Speaker: Prof. Zijiang Yang (Western Michigan University, USA)

         https://www.cs.wmich.edu/~zijiang/ 

Time: 8nd May 2015, 10:00

Venue: Seminar Room (334), Level 3, Building 5, Institute of Software, CAS

 

Abstract:

Experience has shown that software updates often introduce new bugs. Therefore, it is good practice to conduct regression testing during software development, which determines whether new bugs have been introduced into the code with previously working functionality. However, detecting these failures is only the first step. The more challenging task is to identify the relevant code changes and explain why these changes lead to the failure.

 

 

We propose a new automated debugging method for regression testing based on a synergistic application of both dynamic and semantic analysis.  Our method takes a failure-inducing test input, a buggy program, and an earlier correct version of the same program, and computes a minimal set of code changes responsible for the failure, as well as explaining how the code changes lead to the failure. Although this problem has been the subject of intensive research in recent years, existing methods are rarely adopted by developers in practice since they do not produce sufficiently accurate fault explanations for real applications.

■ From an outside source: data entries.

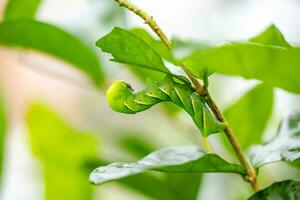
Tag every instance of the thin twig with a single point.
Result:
(201, 90)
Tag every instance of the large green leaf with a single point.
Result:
(63, 153)
(185, 159)
(126, 47)
(249, 115)
(2, 132)
(271, 36)
(51, 40)
(169, 185)
(285, 190)
(285, 146)
(21, 9)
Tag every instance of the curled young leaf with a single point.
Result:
(121, 98)
(182, 159)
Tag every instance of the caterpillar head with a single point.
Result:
(116, 96)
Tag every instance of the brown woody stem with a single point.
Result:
(200, 89)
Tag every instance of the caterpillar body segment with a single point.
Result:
(122, 98)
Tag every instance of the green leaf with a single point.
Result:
(248, 117)
(185, 159)
(169, 185)
(285, 146)
(276, 66)
(21, 9)
(285, 190)
(2, 132)
(63, 153)
(271, 36)
(157, 45)
(126, 47)
(51, 40)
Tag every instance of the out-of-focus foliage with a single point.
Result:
(271, 36)
(249, 115)
(64, 154)
(21, 9)
(284, 146)
(185, 159)
(43, 37)
(274, 64)
(3, 126)
(285, 190)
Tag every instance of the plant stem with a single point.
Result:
(200, 89)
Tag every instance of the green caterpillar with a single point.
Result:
(121, 98)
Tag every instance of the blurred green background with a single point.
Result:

Our new method is significantly faster and more accurate than existing methods for explaining failed regression tests in real applications, due to its synergistic analysis framework that iteratively applies both dynamic analysis and a constraint solver based semantic analysis to leverage their complementary strengths. We have implemented our new method in a software tool based on the LLVM compiler and the KLEE symbolic virtual machine.  Our experiments on Linux applications show that the new method is both efficient and effective in practice. A paper based on this work has been accepted at ICSE’15. This project is in collaboration with Qiuping Yi, Dr. Jian Liu and Dr. Chen Zhao at ISCAS.